3. The valve according to claim 1, wherein the valve extends flat and obliquely with respect to the longitudinal axis of the valve. 4. An end face (73, 74) formed in a spherical shape has a ring-shaped contact line (75), and the end faces (73, 74) located opposite to each other are in contact with each other. 4. The valve according to claim 2, wherein the valve extends tangentially to the contact line. 5. The valve as claimed in claim 1, wherein the spherical contour of the end faces has a constant radius. 6. The valve according to claim 1, wherein the center point for the formation of the spherical contour of the end faces is located on the valve longitudinal axis at a distance of radius R. Item 6. The valve according to Item 5. 7. A valve needle (10) movable axially along a valve longitudinal axis (10).
An armature (27) is fixedly connected to the valve needle (19), and a valve closing body (21) is arranged at the opposite end of the valve needle (19), in which case the valve closing body (21) is provided.

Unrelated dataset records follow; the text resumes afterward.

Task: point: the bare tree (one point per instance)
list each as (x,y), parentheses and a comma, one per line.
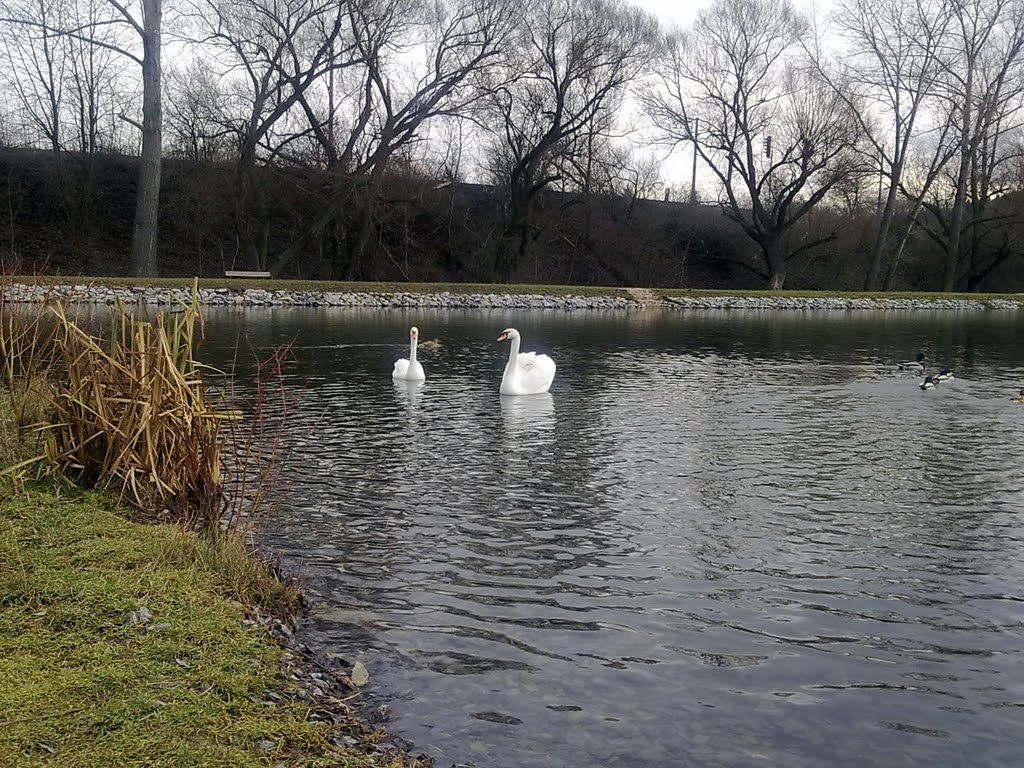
(276,50)
(46,20)
(887,73)
(573,59)
(981,60)
(775,136)
(390,99)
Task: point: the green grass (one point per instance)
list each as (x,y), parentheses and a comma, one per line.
(81,687)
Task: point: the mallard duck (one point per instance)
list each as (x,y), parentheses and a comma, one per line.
(915,365)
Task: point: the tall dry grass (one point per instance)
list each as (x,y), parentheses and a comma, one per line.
(131,414)
(130,410)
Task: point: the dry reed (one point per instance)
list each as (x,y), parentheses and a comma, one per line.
(131,415)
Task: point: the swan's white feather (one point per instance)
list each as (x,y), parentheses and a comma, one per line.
(531,374)
(402,371)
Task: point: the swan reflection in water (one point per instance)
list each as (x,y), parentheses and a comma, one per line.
(527,415)
(408,392)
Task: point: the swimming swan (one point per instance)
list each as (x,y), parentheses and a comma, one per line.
(410,370)
(914,365)
(527,373)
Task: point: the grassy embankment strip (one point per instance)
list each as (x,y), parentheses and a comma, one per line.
(82,686)
(489,288)
(328,286)
(914,295)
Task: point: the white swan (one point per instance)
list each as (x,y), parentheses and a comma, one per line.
(410,370)
(527,373)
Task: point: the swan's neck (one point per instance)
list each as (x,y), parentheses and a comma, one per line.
(514,350)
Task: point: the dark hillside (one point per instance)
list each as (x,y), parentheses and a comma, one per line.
(76,218)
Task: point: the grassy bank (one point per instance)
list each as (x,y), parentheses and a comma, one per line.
(124,642)
(88,679)
(486,288)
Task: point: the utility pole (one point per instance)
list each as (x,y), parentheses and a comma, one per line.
(693,175)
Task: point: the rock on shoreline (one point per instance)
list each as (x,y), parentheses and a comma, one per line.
(83,294)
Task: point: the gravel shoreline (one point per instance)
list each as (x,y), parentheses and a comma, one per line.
(83,294)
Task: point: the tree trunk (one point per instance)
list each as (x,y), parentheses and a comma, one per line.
(775,259)
(143,246)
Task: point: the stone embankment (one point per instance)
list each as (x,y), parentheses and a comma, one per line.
(633,299)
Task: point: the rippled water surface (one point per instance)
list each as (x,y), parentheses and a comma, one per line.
(721,540)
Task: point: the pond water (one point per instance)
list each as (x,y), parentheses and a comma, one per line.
(723,539)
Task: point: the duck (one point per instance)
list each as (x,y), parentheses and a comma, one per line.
(410,370)
(525,373)
(915,365)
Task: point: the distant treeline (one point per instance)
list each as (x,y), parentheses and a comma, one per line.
(881,146)
(425,229)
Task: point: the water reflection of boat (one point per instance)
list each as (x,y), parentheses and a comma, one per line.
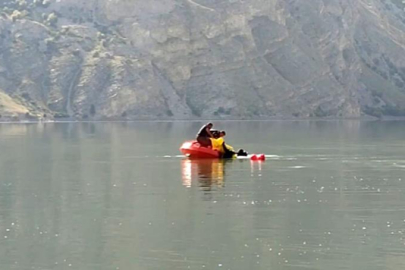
(207,172)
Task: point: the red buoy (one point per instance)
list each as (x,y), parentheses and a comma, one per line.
(253,157)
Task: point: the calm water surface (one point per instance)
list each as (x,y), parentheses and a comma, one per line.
(117,196)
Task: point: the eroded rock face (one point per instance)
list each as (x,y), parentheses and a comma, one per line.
(204,58)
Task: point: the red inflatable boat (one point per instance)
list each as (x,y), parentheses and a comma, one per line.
(193,149)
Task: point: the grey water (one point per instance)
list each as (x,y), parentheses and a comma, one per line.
(331,195)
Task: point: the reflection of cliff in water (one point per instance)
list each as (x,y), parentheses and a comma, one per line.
(206,172)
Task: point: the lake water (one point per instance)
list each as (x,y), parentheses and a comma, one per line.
(331,195)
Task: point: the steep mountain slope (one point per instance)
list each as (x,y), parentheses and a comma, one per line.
(180,59)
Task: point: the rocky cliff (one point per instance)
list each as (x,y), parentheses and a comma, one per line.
(137,59)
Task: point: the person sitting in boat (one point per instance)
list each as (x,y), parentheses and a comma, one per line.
(204,135)
(228,151)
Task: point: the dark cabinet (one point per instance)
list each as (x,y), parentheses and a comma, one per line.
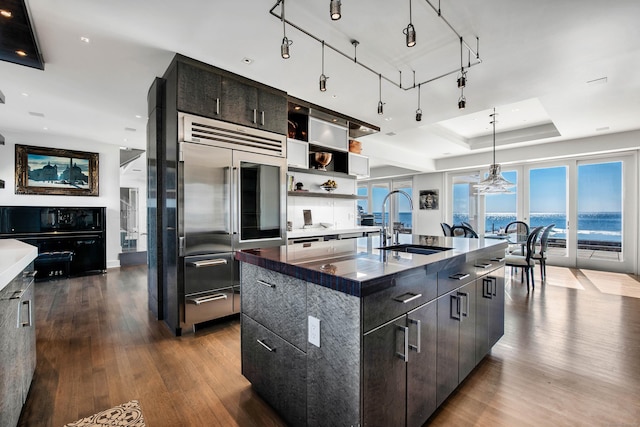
(490,316)
(276,369)
(399,361)
(456,338)
(199,91)
(206,91)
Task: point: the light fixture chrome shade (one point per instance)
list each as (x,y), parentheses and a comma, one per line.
(462,79)
(494,183)
(462,102)
(284,48)
(334,10)
(323,83)
(410,33)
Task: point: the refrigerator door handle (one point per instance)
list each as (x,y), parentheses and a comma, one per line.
(235,199)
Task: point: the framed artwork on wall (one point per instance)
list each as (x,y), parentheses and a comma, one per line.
(41,170)
(429,199)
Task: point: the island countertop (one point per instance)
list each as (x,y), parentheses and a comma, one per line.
(14,257)
(357,266)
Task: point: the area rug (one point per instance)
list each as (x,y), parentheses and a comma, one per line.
(126,415)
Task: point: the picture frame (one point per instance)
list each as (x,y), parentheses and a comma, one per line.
(429,199)
(54,171)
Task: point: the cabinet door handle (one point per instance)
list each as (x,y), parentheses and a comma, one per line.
(263,283)
(405,333)
(408,297)
(455,310)
(465,295)
(262,343)
(418,346)
(207,263)
(28,323)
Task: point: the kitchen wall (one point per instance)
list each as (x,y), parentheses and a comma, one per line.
(109,181)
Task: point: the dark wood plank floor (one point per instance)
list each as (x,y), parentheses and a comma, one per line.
(570,356)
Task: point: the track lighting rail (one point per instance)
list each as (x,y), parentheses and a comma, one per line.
(472,52)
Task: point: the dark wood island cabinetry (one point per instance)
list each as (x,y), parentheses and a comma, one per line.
(368,336)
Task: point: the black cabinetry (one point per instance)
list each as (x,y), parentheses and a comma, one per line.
(210,92)
(71,241)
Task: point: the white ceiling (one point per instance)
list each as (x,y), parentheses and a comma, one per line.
(537,58)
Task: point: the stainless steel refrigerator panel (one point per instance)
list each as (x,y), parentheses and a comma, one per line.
(209,305)
(259,201)
(208,272)
(205,199)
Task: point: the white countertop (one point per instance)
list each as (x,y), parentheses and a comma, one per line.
(14,257)
(318,230)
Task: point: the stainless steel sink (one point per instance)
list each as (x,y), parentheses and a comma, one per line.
(415,249)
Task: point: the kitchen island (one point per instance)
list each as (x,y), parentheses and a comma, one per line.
(345,333)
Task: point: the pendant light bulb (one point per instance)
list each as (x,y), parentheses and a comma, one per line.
(410,31)
(334,10)
(323,83)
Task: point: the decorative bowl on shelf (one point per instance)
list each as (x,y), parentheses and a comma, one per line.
(329,185)
(323,159)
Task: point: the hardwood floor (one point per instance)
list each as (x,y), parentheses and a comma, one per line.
(570,356)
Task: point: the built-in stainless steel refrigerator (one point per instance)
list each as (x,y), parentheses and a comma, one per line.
(231,195)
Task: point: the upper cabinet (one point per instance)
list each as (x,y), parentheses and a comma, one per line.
(210,92)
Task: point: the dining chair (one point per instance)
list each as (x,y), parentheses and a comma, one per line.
(540,255)
(463,231)
(446,229)
(521,231)
(526,262)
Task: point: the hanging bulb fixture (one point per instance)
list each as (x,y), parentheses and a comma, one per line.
(284,47)
(410,31)
(380,103)
(334,10)
(462,101)
(418,111)
(494,183)
(323,78)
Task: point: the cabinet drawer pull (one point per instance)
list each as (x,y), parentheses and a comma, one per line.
(483,265)
(408,297)
(418,346)
(209,298)
(263,283)
(405,333)
(207,263)
(262,343)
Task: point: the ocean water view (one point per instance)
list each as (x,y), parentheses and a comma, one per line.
(593,226)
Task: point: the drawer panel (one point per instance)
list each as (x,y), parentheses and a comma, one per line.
(277,301)
(408,291)
(276,370)
(455,276)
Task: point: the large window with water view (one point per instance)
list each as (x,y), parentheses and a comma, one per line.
(599,229)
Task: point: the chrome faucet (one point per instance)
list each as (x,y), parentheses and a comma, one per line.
(384,234)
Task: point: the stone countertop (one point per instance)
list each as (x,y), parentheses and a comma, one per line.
(322,231)
(14,257)
(358,266)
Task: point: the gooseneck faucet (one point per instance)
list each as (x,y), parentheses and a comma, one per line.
(385,235)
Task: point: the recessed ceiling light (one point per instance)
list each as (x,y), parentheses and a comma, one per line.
(600,81)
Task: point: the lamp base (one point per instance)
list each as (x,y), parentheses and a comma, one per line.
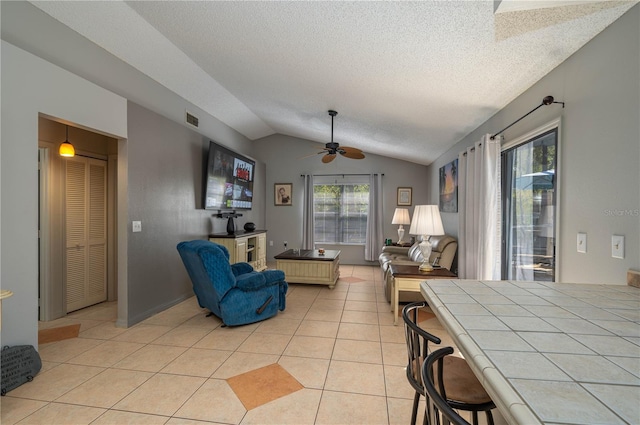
(425,250)
(425,267)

Are formed in a spherical shape, and a center point (71) for forming a spherical part-shaped contour of the end face (73) is located at a center point of the valve closing body (21) with an interval of a radius R. 7. The valve according to claim 6, wherein the valve is provided. 8. A core (2) and / or a mover (27) having end faces (73, 74).
3. The valve according to claim 1, wherein the valve is coated in the area of (1). 9. The core (2) and / or the mover (27) have end faces (73, 74).
2. The valve according to claim 1, wherein the valve is treated by a hardening method in the region of (1).